In jedem Fall geht hieraus hervor, daß über die Eigenschaften einer Flankenstellung nichts Neues festzustellen ist. Nur ein paar Worte über den Charakter dieser Maßregel finden hier eine bequeme Stelle.

Von eigentlich festen Stellungen sehen wir ganz ab, weil wir davon hinreichend gesprochen haben.

Eine Flankenstellung, die nicht unangreifbar ist, ist ein äußerst wirksames, aber freilich auch eben darum gefährliches Instrument. Wird der Angreifende durch sie gebannt, so hat man eine große Wirkung mit einem unbedeutenden Kraftaufwand, es ist der Druck des kleinen Fingers auf den langen Hebel eines scharfen Gebisses.

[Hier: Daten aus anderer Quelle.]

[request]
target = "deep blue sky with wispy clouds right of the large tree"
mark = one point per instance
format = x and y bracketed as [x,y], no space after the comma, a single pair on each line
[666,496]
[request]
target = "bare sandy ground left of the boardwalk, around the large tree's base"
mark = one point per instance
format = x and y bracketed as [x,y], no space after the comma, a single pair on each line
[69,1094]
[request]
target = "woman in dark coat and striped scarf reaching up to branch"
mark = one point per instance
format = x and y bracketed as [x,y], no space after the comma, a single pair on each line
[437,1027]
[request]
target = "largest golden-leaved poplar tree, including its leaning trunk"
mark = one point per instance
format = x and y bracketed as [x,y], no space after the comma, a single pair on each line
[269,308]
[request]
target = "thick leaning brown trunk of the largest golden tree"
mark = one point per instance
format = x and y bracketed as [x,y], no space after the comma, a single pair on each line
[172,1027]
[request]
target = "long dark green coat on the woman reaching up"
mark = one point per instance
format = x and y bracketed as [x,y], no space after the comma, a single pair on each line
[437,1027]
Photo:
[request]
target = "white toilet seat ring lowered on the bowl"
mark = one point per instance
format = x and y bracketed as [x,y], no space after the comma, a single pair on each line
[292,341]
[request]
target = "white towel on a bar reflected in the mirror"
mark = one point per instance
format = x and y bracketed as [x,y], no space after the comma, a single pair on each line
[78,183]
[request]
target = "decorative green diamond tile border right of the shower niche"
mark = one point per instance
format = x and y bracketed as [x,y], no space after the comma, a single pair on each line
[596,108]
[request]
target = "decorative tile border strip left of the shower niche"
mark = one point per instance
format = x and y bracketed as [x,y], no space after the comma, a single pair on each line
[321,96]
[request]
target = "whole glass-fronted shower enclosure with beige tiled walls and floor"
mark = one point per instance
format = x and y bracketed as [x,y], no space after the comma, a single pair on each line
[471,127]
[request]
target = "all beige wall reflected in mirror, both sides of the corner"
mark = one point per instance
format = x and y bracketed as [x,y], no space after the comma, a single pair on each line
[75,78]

Ist aber die Wirkung zu schwach, wird der Angreifende nicht festgehalten, so hat der Verteidiger seinen Rückzug mehr oder weniger aufgeopfert und muß entweder in der Eile auf Umwegen, also unter sehr nachteiligen Umständen noch zu entkommen suchen, oder er ist in Gefahr, sich ohne Rückzug zu schlagen. Gegen einen dreisten, moralisch überlegenen Gegner, der eine tüchtige Entscheidung sucht, ist dieses Mittel also höchst gewagt und keineswegs an seinem Ort, wie oben das Beispiel von 1806 beweist. Dagegen kann es bei einem behutsamen Gegner und in bloßen Beobachtungskriegen für eins der besten Mittel gelten, zu welchen das Talent des Verteidigers greifen kann. Des Herzogs Ferdinand Verteidigung der Weser durch eine Stellung auf dem linken Ufer derselben und die bekannten Stellungen von Schmottseifen und Landeshut sind Beispiele davon; nur zeigt freilich die letztere zugleich in der Katastrophe des Fouquéschen Korps 1760 die Gefahr einer falschen Anwendung.